WORK TO BE DONE AT BIRMINGHAM in the FIRST YEAR (AND BEYOND)
WARNING: THIS IS A PROVISIONAL
INCOMPLETE DRAFT, AND LIABLE TO CHANGE.
The Birmingham part of the CoSy project includes collaboration with the other partners on most of the work-packages, but the main work in Birmingham will be focused on attempting to integrate within a single robot a variety of capabilities normally studied separately in different branches of AI (and also studied separately by different researchers in psychology and neuroscience). The robot to be built at Birmingham will mainly be concerned with the 'PlayMate' scenario, involving manipulation of 3-D objects on a table top. In parallel with this other CoSy partners will be work on the 'Explorer' scenario, involving a mobile robot.
Work at Birmingham will focus on:
The summary of our 12 month objective is
PlayMate will be presented with various objects lying on a table and asked to perform various tasks.
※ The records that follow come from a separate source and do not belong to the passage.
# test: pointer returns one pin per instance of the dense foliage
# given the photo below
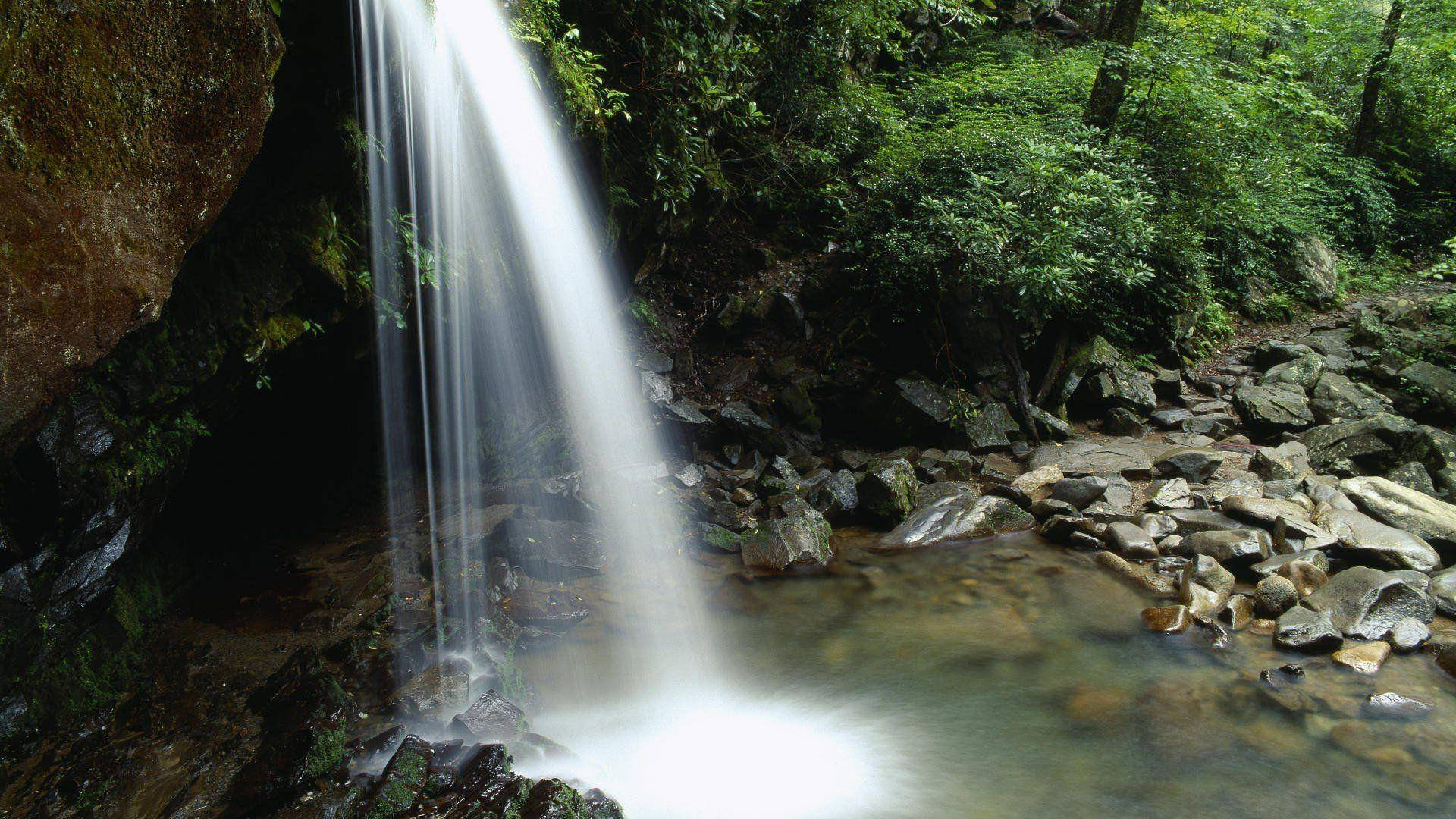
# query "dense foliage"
(943, 146)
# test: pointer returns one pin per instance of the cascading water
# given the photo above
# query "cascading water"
(497, 311)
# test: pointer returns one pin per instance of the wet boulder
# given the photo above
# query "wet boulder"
(402, 781)
(1335, 398)
(1404, 507)
(1305, 630)
(1109, 458)
(552, 550)
(491, 719)
(1130, 541)
(1443, 591)
(1038, 483)
(1273, 409)
(1193, 521)
(1263, 512)
(1302, 372)
(1433, 388)
(437, 691)
(1286, 461)
(1367, 538)
(887, 490)
(1193, 464)
(1079, 491)
(1237, 547)
(742, 422)
(1362, 447)
(801, 539)
(1274, 595)
(959, 518)
(1310, 262)
(303, 716)
(1366, 602)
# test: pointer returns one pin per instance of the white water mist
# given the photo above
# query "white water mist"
(497, 305)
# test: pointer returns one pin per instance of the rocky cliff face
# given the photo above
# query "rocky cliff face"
(124, 129)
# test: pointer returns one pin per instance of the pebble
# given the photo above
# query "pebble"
(1365, 657)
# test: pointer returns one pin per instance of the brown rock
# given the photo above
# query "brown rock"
(126, 134)
(1168, 620)
(1365, 657)
(1304, 575)
(1263, 626)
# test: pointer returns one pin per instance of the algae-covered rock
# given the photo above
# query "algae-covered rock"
(887, 490)
(126, 127)
(795, 541)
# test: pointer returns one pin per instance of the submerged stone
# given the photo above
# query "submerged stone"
(959, 518)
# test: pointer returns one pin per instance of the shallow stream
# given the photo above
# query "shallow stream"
(996, 678)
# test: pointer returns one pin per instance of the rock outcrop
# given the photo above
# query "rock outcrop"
(126, 130)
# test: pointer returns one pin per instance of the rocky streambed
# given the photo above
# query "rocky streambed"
(1219, 586)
While doing this it may also answer questions, ask questions and react to changes in the scene.Initially the linguistic interactions will use screen and keyboard, but when the speech processing experts in the CoSy project can interface their software with the rest of the robot software, spoken language will be used.
For more information on the whole project see the project summaries available here.
Hardware to be used
The robot consists of two parts
- a B21 mobile robot with stereo cameras standing next to the table top and able to move a little as neededBoth the mobile robot and the arm will be connected to powerful computers running a version of the linux operating system (which is used for all our software development), including a Sun W2001z dual CPU 2.6Ghz AMD Opteron (64 bit).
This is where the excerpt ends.